The classifications aren’t ground truth - they’re one model’s reading of structural evidence, and I haven’t tested how consistent they are across runs or model versions. But the bar isn’t perfection. It’s whether the signal is sharper than what churn alone provides, and so far the answer is obviously yes.

Both signals now live on the same dashboard - the old churn metrics alongside the new classification - because they’re measuring different things about the same commits. Churn gives a backward-looking behavioral signal - did the same files get re-edited within a window? The classification gives a forward-looking intentional signal - what kind of work does the diff represent?

When they agree - low churn paired with low reported rework - confidence is high. The output is holding and the agent is classifying it that way. When they diverge, that’s where the interesting questions live. High reported rework but low churn might mean the rework happened within a single session, invisible to the file-level metric.
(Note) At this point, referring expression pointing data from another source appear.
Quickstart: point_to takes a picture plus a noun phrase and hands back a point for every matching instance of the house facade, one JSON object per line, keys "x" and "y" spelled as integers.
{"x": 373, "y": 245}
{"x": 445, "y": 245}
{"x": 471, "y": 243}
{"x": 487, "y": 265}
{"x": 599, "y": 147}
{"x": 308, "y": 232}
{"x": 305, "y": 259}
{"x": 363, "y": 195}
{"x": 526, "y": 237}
Low reported rework but high churn might mean the agent is classifying planned iteration as feature work when the file-level signal says otherwise.

The classification data is a few months old now - enough to see patterns in the noise, not enough to draw firm conclusions. But the parallel period is itself the point. Running both metrics against the same commit history builds a cross-validation baseline. When enough data accumulates, the places where the two signals agree and disagree will tell me something about the reliability of each.

An earlier version embedded the classification in the commit message itself, but my orchestration plugin - which spawns agents across worktrees - wasn’t using the commit skill. Every orchestrated commit was missing the classification. The coverage problem pointed to where it actually belongs: in the system that cares about the metrics, not in the commit path.

The richer signal goes beyond rework. Testing percentage becomes a trackable metric over time - how much testing accompanies feature work in practice, not in aspiration. The feature-to-fix ratio across a project’s lifecycle tells a story about whether early architecture decisions are holding or accumulating correction debt. Docs investment, which churn couldn’t see at all, becomes visible.

The testing composition is the one I’m watching most closely - whether a consistent testing allocation in commits correlates with lower downstream rework. If it does, that’s a signal that can feed back into the agents’ work prompts. Not a mandate - a calibration.

Over a project’s lifecycle, the composition should shift - feature-heavy early, testing and refactor growing as the codebase matures, rework spiking mid-project when specifications are still being discovered and declining as the planning process learns what level of detail holds up.

File-level churn against classified rework over the same period - their divergences reveal what each signal misses:

Two Rework Signals, One Timeline

File-level churn vs. classified rework, weekly

Every commit becomes a data point about the process, not just the product. The diff already knew that - it just needed a reader with no memory.